Как мы знаем, Берия был арестован и казнен соперниками из Политбюро. Это была месть партийной номенклатуры и военной верхушки за страх и унижения от тайной полиции. В 1956 году новый советский вождь Никита Хрущев публично осудил сталинские преступления — и почему-то благополучно пережил эту бестактность. Он был свергнут только в 1964 году после неудачной попытки размыть посредством причудливо задуманных совнархозов позиции неуступчивых бюрократов из гигантских вертикально-интегрированных промышленных министерств, этих советских аналогов экономических корпораций. Номенклатурные кадры, без сомнения, сами желали какой-то умеренной десталинизации. Жить годами в условиях хронического аврала и под угрозой расстрела не согласится никакая даже самая тоталитарная элита.

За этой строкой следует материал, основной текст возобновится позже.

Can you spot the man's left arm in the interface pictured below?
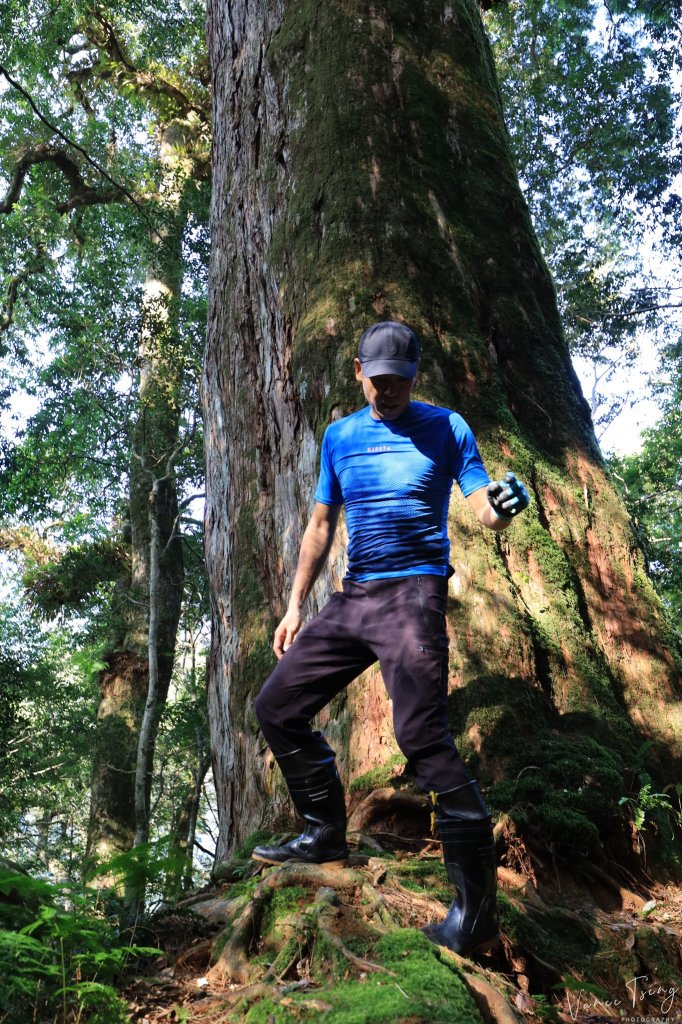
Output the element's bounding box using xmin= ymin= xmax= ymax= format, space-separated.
xmin=467 ymin=473 xmax=530 ymax=532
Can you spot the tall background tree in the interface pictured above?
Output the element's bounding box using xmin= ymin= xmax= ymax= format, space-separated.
xmin=204 ymin=0 xmax=680 ymax=872
xmin=0 ymin=4 xmax=209 ymax=888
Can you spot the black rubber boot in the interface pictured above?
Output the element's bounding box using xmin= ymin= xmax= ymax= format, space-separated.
xmin=252 ymin=732 xmax=348 ymax=866
xmin=423 ymin=780 xmax=500 ymax=956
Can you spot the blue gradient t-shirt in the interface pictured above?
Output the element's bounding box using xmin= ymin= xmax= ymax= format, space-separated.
xmin=315 ymin=401 xmax=489 ymax=582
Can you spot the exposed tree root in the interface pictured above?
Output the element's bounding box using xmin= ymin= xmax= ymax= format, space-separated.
xmin=456 ymin=974 xmax=518 ymax=1024
xmin=140 ymin=839 xmax=682 ymax=1024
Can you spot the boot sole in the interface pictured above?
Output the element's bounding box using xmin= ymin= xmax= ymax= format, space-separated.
xmin=251 ymin=853 xmax=348 ymax=867
xmin=422 ymin=928 xmax=502 ymax=956
xmin=465 ymin=933 xmax=502 ymax=956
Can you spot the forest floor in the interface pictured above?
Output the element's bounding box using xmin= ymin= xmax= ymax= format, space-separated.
xmin=120 ymin=819 xmax=682 ymax=1024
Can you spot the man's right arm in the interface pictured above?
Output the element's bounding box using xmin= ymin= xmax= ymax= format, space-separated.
xmin=272 ymin=502 xmax=341 ymax=658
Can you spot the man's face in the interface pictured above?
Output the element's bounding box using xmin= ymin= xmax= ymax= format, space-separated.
xmin=355 ymin=358 xmax=415 ymax=420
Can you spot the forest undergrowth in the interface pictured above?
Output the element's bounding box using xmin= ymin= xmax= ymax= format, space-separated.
xmin=114 ymin=794 xmax=682 ymax=1024
xmin=0 ymin=788 xmax=682 ymax=1024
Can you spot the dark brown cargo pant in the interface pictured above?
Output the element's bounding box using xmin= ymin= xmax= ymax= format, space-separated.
xmin=251 ymin=575 xmax=470 ymax=793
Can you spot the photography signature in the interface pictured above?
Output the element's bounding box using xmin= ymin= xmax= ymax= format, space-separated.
xmin=566 ymin=974 xmax=682 ymax=1021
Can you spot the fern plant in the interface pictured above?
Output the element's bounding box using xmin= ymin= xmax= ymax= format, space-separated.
xmin=0 ymin=871 xmax=160 ymax=1024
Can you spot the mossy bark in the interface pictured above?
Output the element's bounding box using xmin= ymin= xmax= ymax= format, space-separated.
xmin=204 ymin=0 xmax=680 ymax=859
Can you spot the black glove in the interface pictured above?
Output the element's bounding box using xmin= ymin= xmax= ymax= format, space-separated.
xmin=487 ymin=473 xmax=530 ymax=520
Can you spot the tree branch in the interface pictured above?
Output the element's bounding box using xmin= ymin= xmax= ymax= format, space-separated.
xmin=84 ymin=8 xmax=206 ymax=120
xmin=0 ymin=143 xmax=121 ymax=213
xmin=0 ymin=65 xmax=156 ymax=226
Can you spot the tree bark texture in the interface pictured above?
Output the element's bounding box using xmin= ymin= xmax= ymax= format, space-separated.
xmin=204 ymin=0 xmax=680 ymax=859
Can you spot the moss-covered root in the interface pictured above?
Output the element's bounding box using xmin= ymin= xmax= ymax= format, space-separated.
xmin=233 ymin=933 xmax=489 ymax=1024
xmin=210 ymin=863 xmax=366 ymax=985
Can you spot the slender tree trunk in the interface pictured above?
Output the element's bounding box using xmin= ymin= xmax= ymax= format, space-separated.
xmin=204 ymin=0 xmax=680 ymax=859
xmin=166 ymin=749 xmax=211 ymax=900
xmin=87 ymin=126 xmax=184 ymax=861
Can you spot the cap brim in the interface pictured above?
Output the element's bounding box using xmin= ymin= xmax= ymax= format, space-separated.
xmin=360 ymin=359 xmax=417 ymax=377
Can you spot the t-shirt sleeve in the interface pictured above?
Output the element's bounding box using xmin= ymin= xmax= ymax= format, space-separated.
xmin=450 ymin=413 xmax=491 ymax=498
xmin=315 ymin=427 xmax=343 ymax=505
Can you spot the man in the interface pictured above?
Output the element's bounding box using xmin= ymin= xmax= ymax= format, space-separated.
xmin=253 ymin=321 xmax=528 ymax=953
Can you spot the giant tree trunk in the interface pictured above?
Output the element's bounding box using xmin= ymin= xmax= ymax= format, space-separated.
xmin=204 ymin=0 xmax=680 ymax=859
xmin=86 ymin=134 xmax=184 ymax=862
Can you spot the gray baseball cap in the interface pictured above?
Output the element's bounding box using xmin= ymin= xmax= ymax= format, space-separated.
xmin=357 ymin=321 xmax=419 ymax=377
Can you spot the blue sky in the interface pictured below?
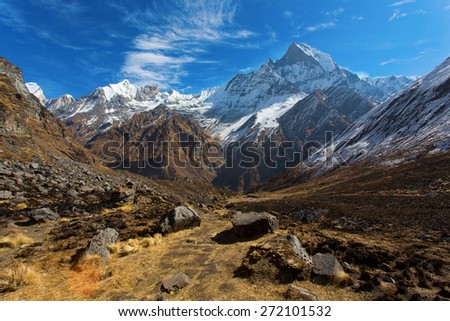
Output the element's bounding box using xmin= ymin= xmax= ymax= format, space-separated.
xmin=0 ymin=0 xmax=450 ymax=97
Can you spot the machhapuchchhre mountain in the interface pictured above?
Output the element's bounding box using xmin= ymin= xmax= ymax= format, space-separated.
xmin=0 ymin=43 xmax=450 ymax=301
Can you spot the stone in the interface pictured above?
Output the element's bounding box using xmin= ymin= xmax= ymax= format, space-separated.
xmin=84 ymin=228 xmax=119 ymax=262
xmin=159 ymin=206 xmax=202 ymax=234
xmin=79 ymin=186 xmax=95 ymax=194
xmin=28 ymin=207 xmax=59 ymax=224
xmin=239 ymin=234 xmax=312 ymax=283
xmin=30 ymin=163 xmax=39 ymax=169
xmin=381 ymin=274 xmax=395 ymax=284
xmin=0 ymin=167 xmax=12 ymax=176
xmin=312 ymin=253 xmax=345 ymax=278
xmin=161 ymin=272 xmax=191 ymax=293
xmin=66 ymin=189 xmax=78 ymax=199
xmin=0 ymin=191 xmax=12 ymax=200
xmin=11 ymin=196 xmax=27 ymax=204
xmin=292 ymin=208 xmax=328 ymax=223
xmin=111 ymin=187 xmax=135 ymax=202
xmin=284 ymin=284 xmax=317 ymax=301
xmin=232 ymin=213 xmax=278 ymax=237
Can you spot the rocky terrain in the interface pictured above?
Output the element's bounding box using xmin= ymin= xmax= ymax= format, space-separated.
xmin=0 ymin=46 xmax=450 ymax=300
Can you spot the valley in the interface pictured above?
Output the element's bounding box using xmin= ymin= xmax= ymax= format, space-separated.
xmin=0 ymin=39 xmax=450 ymax=301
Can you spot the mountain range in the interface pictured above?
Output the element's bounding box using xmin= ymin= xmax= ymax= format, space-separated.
xmin=23 ymin=43 xmax=448 ymax=191
xmin=0 ymin=40 xmax=450 ymax=301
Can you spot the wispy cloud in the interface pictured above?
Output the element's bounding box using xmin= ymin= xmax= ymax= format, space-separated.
xmin=352 ymin=16 xmax=366 ymax=21
xmin=0 ymin=1 xmax=27 ymax=32
xmin=325 ymin=8 xmax=345 ymax=17
xmin=31 ymin=0 xmax=86 ymax=17
xmin=120 ymin=0 xmax=255 ymax=89
xmin=389 ymin=9 xmax=408 ymax=22
xmin=388 ymin=0 xmax=416 ymax=7
xmin=380 ymin=48 xmax=434 ymax=66
xmin=380 ymin=58 xmax=397 ymax=66
xmin=306 ymin=21 xmax=336 ymax=32
xmin=283 ymin=10 xmax=294 ymax=18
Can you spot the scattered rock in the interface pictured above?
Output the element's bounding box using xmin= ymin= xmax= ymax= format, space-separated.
xmin=0 ymin=191 xmax=12 ymax=200
xmin=312 ymin=253 xmax=345 ymax=283
xmin=111 ymin=187 xmax=135 ymax=202
xmin=438 ymin=287 xmax=450 ymax=299
xmin=159 ymin=206 xmax=202 ymax=234
xmin=66 ymin=189 xmax=78 ymax=199
xmin=84 ymin=228 xmax=119 ymax=262
xmin=232 ymin=213 xmax=278 ymax=237
xmin=79 ymin=186 xmax=95 ymax=194
xmin=30 ymin=163 xmax=39 ymax=169
xmin=284 ymin=284 xmax=317 ymax=301
xmin=381 ymin=274 xmax=395 ymax=284
xmin=241 ymin=235 xmax=312 ymax=283
xmin=28 ymin=207 xmax=59 ymax=224
xmin=292 ymin=208 xmax=328 ymax=223
xmin=161 ymin=272 xmax=191 ymax=293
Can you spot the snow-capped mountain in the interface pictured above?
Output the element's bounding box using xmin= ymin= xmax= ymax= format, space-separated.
xmin=316 ymin=58 xmax=450 ymax=169
xmin=273 ymin=43 xmax=413 ymax=101
xmin=44 ymin=94 xmax=75 ymax=114
xmin=25 ymin=82 xmax=47 ymax=106
xmin=26 ymin=43 xmax=412 ymax=142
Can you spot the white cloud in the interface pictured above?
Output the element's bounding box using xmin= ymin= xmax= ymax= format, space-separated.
xmin=31 ymin=0 xmax=85 ymax=16
xmin=380 ymin=59 xmax=397 ymax=66
xmin=283 ymin=10 xmax=293 ymax=18
xmin=0 ymin=2 xmax=28 ymax=32
xmin=113 ymin=0 xmax=256 ymax=89
xmin=389 ymin=9 xmax=408 ymax=22
xmin=388 ymin=0 xmax=416 ymax=7
xmin=352 ymin=16 xmax=366 ymax=21
xmin=306 ymin=21 xmax=336 ymax=32
xmin=325 ymin=8 xmax=345 ymax=17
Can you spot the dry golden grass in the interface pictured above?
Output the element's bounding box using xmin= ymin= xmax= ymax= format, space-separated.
xmin=109 ymin=234 xmax=163 ymax=256
xmin=67 ymin=255 xmax=106 ymax=297
xmin=0 ymin=258 xmax=40 ymax=292
xmin=0 ymin=232 xmax=34 ymax=248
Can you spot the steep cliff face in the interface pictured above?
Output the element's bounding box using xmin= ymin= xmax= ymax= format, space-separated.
xmin=0 ymin=58 xmax=93 ymax=162
xmin=86 ymin=106 xmax=223 ymax=182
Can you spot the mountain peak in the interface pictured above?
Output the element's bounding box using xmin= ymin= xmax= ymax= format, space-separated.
xmin=279 ymin=42 xmax=337 ymax=72
xmin=25 ymin=82 xmax=47 ymax=105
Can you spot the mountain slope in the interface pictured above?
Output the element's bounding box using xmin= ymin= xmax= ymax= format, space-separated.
xmin=324 ymin=58 xmax=450 ymax=166
xmin=86 ymin=105 xmax=222 ymax=182
xmin=0 ymin=58 xmax=93 ymax=163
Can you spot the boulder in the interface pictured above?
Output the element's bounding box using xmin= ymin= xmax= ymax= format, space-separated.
xmin=239 ymin=234 xmax=312 ymax=283
xmin=312 ymin=253 xmax=345 ymax=279
xmin=0 ymin=191 xmax=12 ymax=200
xmin=28 ymin=207 xmax=59 ymax=224
xmin=232 ymin=213 xmax=278 ymax=237
xmin=159 ymin=206 xmax=202 ymax=234
xmin=284 ymin=284 xmax=317 ymax=301
xmin=84 ymin=228 xmax=119 ymax=262
xmin=162 ymin=272 xmax=191 ymax=293
xmin=292 ymin=208 xmax=328 ymax=223
xmin=111 ymin=187 xmax=135 ymax=202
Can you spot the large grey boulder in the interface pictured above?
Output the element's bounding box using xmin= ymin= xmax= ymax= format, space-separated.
xmin=111 ymin=187 xmax=136 ymax=202
xmin=28 ymin=207 xmax=59 ymax=224
xmin=240 ymin=234 xmax=312 ymax=283
xmin=159 ymin=206 xmax=202 ymax=234
xmin=0 ymin=191 xmax=12 ymax=200
xmin=284 ymin=284 xmax=317 ymax=301
xmin=84 ymin=228 xmax=119 ymax=262
xmin=232 ymin=213 xmax=278 ymax=237
xmin=312 ymin=253 xmax=345 ymax=279
xmin=162 ymin=272 xmax=191 ymax=293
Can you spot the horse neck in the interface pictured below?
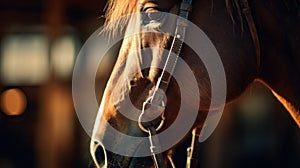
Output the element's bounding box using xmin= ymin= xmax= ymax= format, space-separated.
xmin=253 ymin=1 xmax=300 ymax=127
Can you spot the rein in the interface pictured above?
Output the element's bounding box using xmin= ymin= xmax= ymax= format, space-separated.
xmin=138 ymin=0 xmax=192 ymax=168
xmin=138 ymin=0 xmax=260 ymax=168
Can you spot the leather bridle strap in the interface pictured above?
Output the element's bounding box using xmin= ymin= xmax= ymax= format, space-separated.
xmin=138 ymin=0 xmax=192 ymax=168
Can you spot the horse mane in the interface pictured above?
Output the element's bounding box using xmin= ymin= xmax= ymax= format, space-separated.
xmin=104 ymin=0 xmax=139 ymax=35
xmin=104 ymin=0 xmax=300 ymax=35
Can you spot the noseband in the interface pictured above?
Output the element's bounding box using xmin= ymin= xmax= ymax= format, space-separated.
xmin=138 ymin=0 xmax=260 ymax=168
xmin=138 ymin=0 xmax=192 ymax=168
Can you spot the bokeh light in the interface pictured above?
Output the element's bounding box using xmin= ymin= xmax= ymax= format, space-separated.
xmin=1 ymin=89 xmax=27 ymax=116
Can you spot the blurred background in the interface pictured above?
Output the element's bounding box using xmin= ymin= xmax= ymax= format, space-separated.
xmin=0 ymin=0 xmax=300 ymax=168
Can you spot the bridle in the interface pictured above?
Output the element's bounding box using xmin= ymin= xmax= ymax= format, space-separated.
xmin=138 ymin=0 xmax=192 ymax=168
xmin=138 ymin=0 xmax=260 ymax=168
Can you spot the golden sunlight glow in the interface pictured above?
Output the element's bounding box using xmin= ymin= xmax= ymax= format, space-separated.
xmin=1 ymin=89 xmax=27 ymax=116
xmin=51 ymin=36 xmax=76 ymax=78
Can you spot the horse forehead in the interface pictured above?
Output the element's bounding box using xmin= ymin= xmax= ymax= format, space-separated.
xmin=140 ymin=0 xmax=178 ymax=10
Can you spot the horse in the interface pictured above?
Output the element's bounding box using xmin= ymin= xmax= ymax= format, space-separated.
xmin=91 ymin=0 xmax=300 ymax=167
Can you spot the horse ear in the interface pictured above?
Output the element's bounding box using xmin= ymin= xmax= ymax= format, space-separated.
xmin=198 ymin=110 xmax=223 ymax=143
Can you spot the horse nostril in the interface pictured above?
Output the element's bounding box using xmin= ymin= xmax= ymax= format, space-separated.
xmin=95 ymin=145 xmax=106 ymax=165
xmin=147 ymin=10 xmax=162 ymax=21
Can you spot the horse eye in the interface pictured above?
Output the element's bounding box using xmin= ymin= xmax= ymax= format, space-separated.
xmin=143 ymin=8 xmax=164 ymax=25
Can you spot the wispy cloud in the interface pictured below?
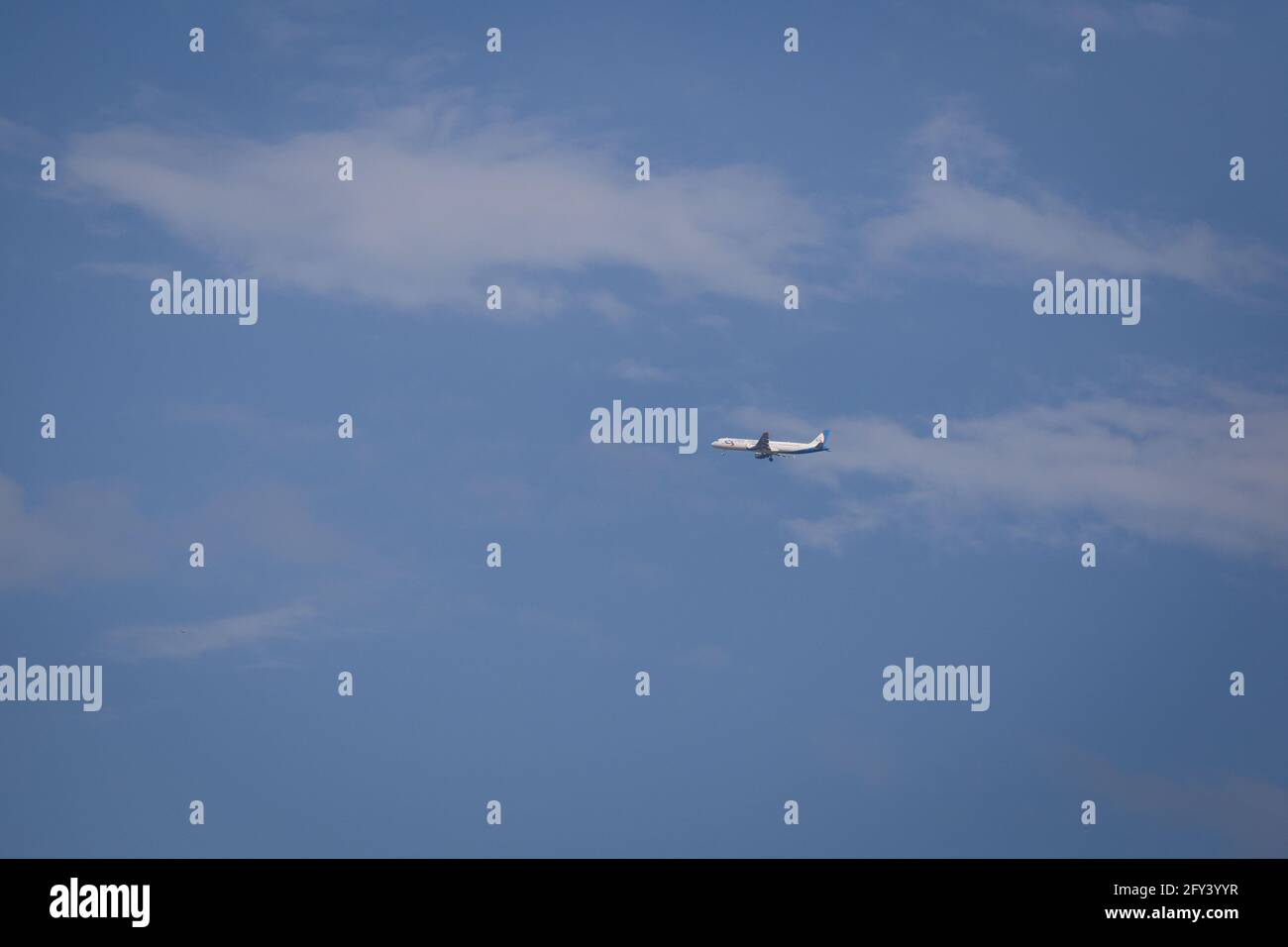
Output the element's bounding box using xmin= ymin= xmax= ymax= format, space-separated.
xmin=65 ymin=98 xmax=823 ymax=318
xmin=107 ymin=601 xmax=317 ymax=659
xmin=743 ymin=370 xmax=1288 ymax=566
xmin=0 ymin=475 xmax=159 ymax=588
xmin=613 ymin=359 xmax=671 ymax=381
xmin=862 ymin=104 xmax=1288 ymax=292
xmin=1060 ymin=753 xmax=1288 ymax=857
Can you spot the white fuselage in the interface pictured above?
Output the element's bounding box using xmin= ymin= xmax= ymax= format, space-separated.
xmin=711 ymin=432 xmax=827 ymax=458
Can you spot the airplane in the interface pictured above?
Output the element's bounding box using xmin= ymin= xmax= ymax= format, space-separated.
xmin=711 ymin=430 xmax=832 ymax=463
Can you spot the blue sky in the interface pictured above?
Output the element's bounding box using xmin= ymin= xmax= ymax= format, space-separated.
xmin=0 ymin=1 xmax=1288 ymax=857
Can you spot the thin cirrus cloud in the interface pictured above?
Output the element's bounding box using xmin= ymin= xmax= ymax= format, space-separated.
xmin=65 ymin=100 xmax=823 ymax=318
xmin=859 ymin=108 xmax=1288 ymax=294
xmin=0 ymin=474 xmax=159 ymax=590
xmin=743 ymin=382 xmax=1288 ymax=567
xmin=107 ymin=601 xmax=317 ymax=659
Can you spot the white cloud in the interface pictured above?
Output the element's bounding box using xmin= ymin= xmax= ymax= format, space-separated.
xmin=860 ymin=108 xmax=1288 ymax=292
xmin=65 ymin=100 xmax=821 ymax=318
xmin=742 ymin=380 xmax=1288 ymax=566
xmin=108 ymin=603 xmax=317 ymax=657
xmin=0 ymin=475 xmax=156 ymax=588
xmin=613 ymin=359 xmax=671 ymax=381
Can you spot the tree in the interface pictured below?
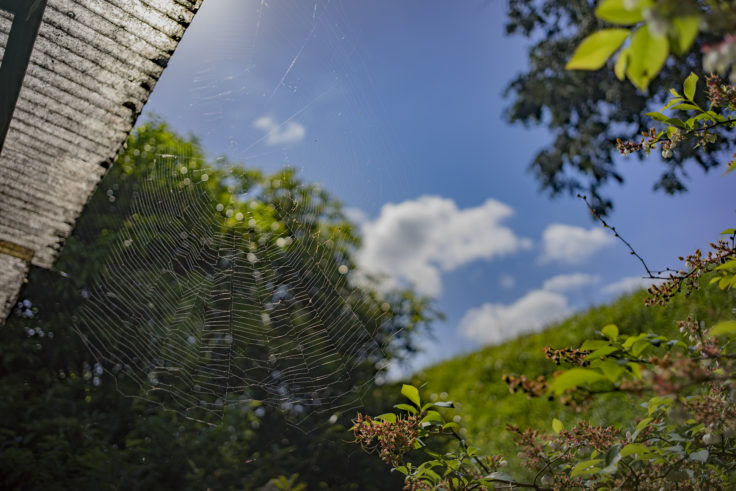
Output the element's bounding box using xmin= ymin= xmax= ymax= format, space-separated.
xmin=353 ymin=0 xmax=736 ymax=490
xmin=0 ymin=121 xmax=436 ymax=489
xmin=506 ymin=0 xmax=733 ymax=214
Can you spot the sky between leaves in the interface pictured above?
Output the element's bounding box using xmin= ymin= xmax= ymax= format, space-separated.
xmin=146 ymin=0 xmax=736 ymax=375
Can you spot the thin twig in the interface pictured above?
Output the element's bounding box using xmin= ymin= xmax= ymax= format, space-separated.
xmin=578 ymin=194 xmax=668 ymax=280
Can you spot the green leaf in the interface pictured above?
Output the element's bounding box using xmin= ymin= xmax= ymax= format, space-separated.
xmin=672 ymin=102 xmax=702 ymax=111
xmin=421 ymin=411 xmax=442 ymax=423
xmin=672 ymin=14 xmax=700 ymax=55
xmin=585 ymin=346 xmax=619 ymax=360
xmin=552 ymin=418 xmax=564 ymax=433
xmin=631 ymin=418 xmax=653 ymax=438
xmin=394 ymin=404 xmax=417 ymax=414
xmin=580 ymin=339 xmax=609 ymax=351
xmin=631 ymin=339 xmax=652 ymax=356
xmin=595 ymin=0 xmax=644 ymax=26
xmin=626 ymin=361 xmax=641 ymax=379
xmin=619 ymin=443 xmax=651 ymax=458
xmin=613 ymin=48 xmax=630 ymax=80
xmin=598 ymin=360 xmax=626 ymax=382
xmin=570 ymin=459 xmax=603 ymax=477
xmin=645 ymin=109 xmax=669 ymax=123
xmin=401 ymin=384 xmax=422 ymax=407
xmin=626 ymin=26 xmax=670 ymax=90
xmin=623 ymin=332 xmax=647 ymax=348
xmin=550 ymin=368 xmax=606 ymax=395
xmin=666 ymin=118 xmax=687 ymax=129
xmin=483 ymin=471 xmax=514 ymax=482
xmin=565 ymin=29 xmax=629 ymax=70
xmin=601 ymin=324 xmax=618 ymax=341
xmin=659 ymin=97 xmax=685 ymax=112
xmin=710 ymin=321 xmax=736 ymax=336
xmin=690 ymin=448 xmax=709 ymax=464
xmin=682 ymin=72 xmax=698 ymax=101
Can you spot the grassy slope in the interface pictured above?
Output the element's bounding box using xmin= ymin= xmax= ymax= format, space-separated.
xmin=413 ymin=282 xmax=736 ymax=460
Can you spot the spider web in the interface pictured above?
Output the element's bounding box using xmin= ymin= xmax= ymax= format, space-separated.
xmin=75 ymin=155 xmax=386 ymax=422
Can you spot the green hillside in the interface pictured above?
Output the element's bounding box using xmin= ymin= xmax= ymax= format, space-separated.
xmin=413 ymin=282 xmax=736 ymax=466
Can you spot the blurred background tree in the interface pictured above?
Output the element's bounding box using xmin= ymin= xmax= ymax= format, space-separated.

Но советские кадровые управленцы хотели остановить либерализацию режима, как только они сами обрели бюрократический рай: личную безопасность, фактически пожизненные должности, менее напряженный темп работы, щедрые привилегии и комфорт, коррупционные возможности разной степени, и, наконец, снисходительное отношение к просчетам и типичным неформальным уловкам всяких бюрократов, вроде «кумовства» и «местничества». Громадный руководящий аппарат экономических ведомств, созданный во времена индустриального рывка 1930-х годов, сохранился, таким образом, практически неизменным. Отдельные его части даже пережили крах СССР в 1991 году. То, что советская экономика состояла из гигантских блоков, во многом предопределило олигархический характер посткоммунистического капитализма России, Украины и большинства прочих наследующих государств.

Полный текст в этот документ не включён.